It's ridiculous to compare this to colonialism. Colonized nations didn't go on a rampage across the globe before being colonized.
Japanese society pretty much need to be rebuilt from the ground up to uproot the fascist strain that lead it there. Just look at OTL and how they still honor soldiers of WW2 and refuse to recognize their crimes in Korea if you want to see what happens if you don't.
Plus its socialist movement need time to get its shit together considering how long they've been underground.
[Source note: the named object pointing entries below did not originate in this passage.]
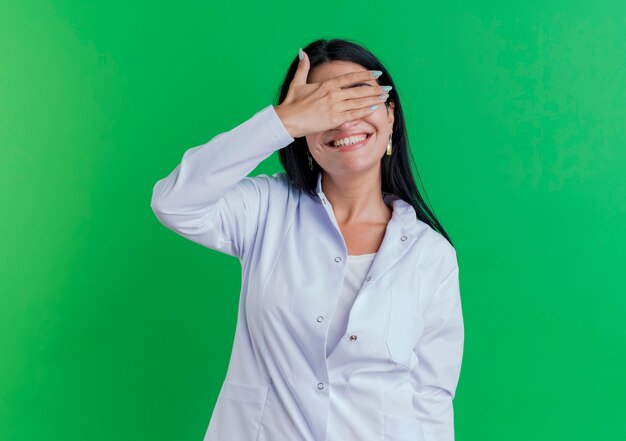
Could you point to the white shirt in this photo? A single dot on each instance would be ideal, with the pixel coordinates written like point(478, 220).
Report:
point(356, 270)
point(396, 380)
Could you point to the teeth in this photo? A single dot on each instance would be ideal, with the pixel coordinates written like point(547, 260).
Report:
point(348, 141)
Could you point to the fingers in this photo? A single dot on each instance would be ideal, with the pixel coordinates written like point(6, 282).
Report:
point(303, 69)
point(359, 103)
point(363, 92)
point(353, 77)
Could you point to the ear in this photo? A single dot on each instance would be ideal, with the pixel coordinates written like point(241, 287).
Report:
point(390, 113)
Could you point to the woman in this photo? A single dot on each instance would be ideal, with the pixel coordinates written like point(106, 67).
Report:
point(349, 323)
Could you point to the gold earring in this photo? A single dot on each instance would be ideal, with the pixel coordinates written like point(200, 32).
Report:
point(310, 160)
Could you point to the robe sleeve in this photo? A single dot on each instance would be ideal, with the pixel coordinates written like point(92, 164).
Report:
point(209, 199)
point(439, 351)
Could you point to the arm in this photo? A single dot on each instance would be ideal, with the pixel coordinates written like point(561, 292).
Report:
point(439, 351)
point(208, 198)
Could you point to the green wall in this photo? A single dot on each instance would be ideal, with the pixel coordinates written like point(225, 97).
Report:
point(114, 328)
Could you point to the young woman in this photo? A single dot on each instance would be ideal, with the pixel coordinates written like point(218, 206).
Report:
point(349, 323)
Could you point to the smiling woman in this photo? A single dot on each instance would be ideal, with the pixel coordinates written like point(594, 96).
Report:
point(350, 323)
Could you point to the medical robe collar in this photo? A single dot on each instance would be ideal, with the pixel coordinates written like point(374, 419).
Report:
point(402, 230)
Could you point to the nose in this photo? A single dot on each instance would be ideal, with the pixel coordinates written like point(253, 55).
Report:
point(348, 124)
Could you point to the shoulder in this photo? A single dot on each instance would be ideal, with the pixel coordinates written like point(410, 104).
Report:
point(438, 254)
point(266, 185)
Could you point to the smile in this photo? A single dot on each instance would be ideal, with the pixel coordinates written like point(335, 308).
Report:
point(353, 146)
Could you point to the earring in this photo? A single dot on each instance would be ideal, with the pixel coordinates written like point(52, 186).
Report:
point(389, 146)
point(310, 160)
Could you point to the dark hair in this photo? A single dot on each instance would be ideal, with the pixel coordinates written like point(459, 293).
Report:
point(397, 176)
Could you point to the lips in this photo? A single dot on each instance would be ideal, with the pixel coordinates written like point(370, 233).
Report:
point(349, 147)
point(329, 143)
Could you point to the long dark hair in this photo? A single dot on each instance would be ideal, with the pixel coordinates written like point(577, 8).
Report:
point(397, 175)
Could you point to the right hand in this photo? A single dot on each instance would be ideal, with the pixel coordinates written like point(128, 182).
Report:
point(317, 107)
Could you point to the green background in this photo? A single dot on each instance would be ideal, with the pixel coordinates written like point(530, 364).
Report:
point(114, 328)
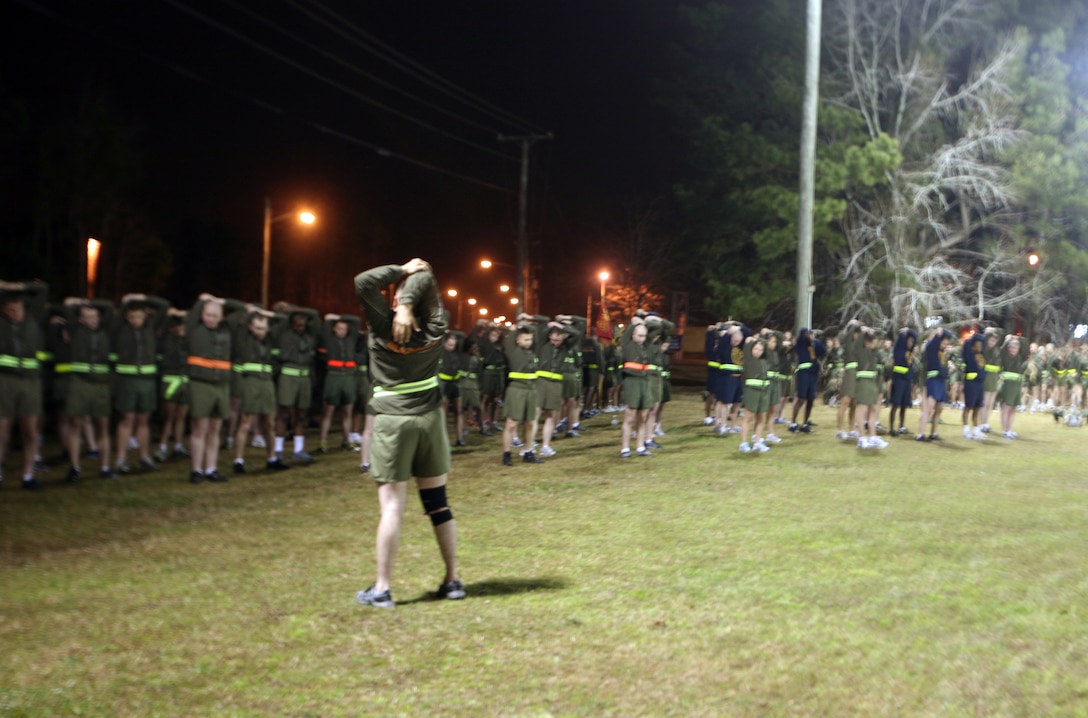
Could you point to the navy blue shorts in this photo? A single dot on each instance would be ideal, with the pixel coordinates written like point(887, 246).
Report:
point(806, 385)
point(973, 394)
point(901, 391)
point(937, 390)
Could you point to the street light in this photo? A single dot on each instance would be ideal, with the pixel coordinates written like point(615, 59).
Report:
point(305, 218)
point(94, 246)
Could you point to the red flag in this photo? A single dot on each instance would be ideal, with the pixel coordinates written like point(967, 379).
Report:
point(604, 324)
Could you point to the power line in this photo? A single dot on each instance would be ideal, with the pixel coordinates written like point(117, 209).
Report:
point(355, 69)
point(422, 73)
point(188, 74)
point(317, 75)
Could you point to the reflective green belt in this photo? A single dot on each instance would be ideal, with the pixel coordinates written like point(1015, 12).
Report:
point(254, 368)
point(136, 370)
point(407, 387)
point(84, 368)
point(173, 382)
point(10, 361)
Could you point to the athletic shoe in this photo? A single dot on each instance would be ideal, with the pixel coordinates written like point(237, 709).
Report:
point(454, 590)
point(371, 597)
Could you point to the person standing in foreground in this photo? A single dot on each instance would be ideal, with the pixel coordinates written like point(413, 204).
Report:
point(409, 430)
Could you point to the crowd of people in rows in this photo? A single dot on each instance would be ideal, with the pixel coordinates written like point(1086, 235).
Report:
point(861, 370)
point(232, 374)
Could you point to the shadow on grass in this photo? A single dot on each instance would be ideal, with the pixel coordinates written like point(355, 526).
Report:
point(498, 587)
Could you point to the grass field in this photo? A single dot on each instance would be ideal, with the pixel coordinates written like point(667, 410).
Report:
point(940, 580)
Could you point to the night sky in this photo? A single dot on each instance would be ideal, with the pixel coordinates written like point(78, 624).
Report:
point(220, 123)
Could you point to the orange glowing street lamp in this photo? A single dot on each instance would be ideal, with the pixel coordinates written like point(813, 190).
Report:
point(305, 218)
point(94, 247)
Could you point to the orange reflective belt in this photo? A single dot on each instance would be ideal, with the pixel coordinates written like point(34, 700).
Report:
point(209, 363)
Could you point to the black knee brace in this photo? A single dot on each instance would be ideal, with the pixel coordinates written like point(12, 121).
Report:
point(434, 505)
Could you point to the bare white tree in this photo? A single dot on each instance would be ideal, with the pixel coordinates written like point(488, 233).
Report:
point(935, 238)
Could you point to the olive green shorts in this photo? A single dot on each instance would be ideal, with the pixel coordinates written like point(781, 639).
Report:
point(571, 385)
point(756, 400)
point(340, 390)
point(88, 398)
point(258, 395)
point(293, 392)
point(637, 393)
point(549, 394)
point(209, 399)
point(175, 387)
point(521, 401)
point(409, 446)
point(136, 395)
point(20, 396)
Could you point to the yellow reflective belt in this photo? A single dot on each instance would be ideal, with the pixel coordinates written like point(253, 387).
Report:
point(407, 387)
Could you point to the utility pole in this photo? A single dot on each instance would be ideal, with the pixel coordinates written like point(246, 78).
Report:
point(805, 285)
point(524, 275)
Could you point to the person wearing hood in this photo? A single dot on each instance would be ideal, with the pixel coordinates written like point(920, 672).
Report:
point(810, 350)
Not entirely true on point 3 - IOTL, the Japanese Communists actually came out of the war in an extremely strong position because they were the only group that had actually spent the entire Imperial period in prison and had made no concessions to the regime. And the Socialist Party, while more moderate, won the first elections. While the latter screwed the proverbial pooch upon gaining power and the former ended up a casualty of the rising cold war, they were really the major mass political forces in post-war Japan. It's similar to what happened with the Communists in Italy and France - marginalization, along with a popular economic line, made them immensely powerful. The Communists in Japan are still the world's largest communist party in a liberal democracy by membership.
As for the whole occupation thing more broadly, it's not too far off OTL. Consider that Supreme Commander of the Allied Powers under MacArthur and then Ridgeway ran Japan as an effective dictatorship from 1945 to 1952. In this role they unilaterally rewrote the entire constitution over the wishes of the Japanese elected government, making it one of the world's most unabashedly progressive. They read and censored every piece of mail, every book, every radio broadcast. The Americans re-isolated Japan, basically forbidding all foreign information and travel into and out of the country. It was forbidden to talk about SCAP. SCAP built a welfare state and planned the economy. It determined cultural policy. It overhauled the land system and effectively ended Japanese rural poverty - a revolutionary step by a lot of measures. It built a welfare state from nothing and imported American union practices. By a mixture of repression and reformism it restructured the economy and broke the momentum of the left. It - briefly - conducted a wholesale purge of the old elite. It preserved ththe Imperial house against real apathy among the masses and hostility among segments of the elite. And it did all of this with zero democratic consultation as an effective military dictatorship. Even after the abolition of SCAP, the America armed forces remained a key direct political actor in Japan through the 60s - some of the worst instincts of the Japanese establishment were born in the desire to preclude a mass American political crackdown. Regardless, I think people underestimate how wide-open Japan was in 1945 - pretty much all the basic facts of modern Japanese politics, from the continued existence of the Imperial house to the economic and social structure, were determined then.
So within this timeline, whatever Japan gets won't be much different than IOTL, except the VladPact will probably just be more likely to install the Communists, Socialists, or an American-style United Front thereof as their chosen party rather than the OTL conservative-reformist coalition - something that probably would get general popular assent.
The real kicker is that here we're presumably not getting a Korean War, so the impetus to end reforms, come to an understanding with elements of the old elite, and reindustrialize just wouldn't exist.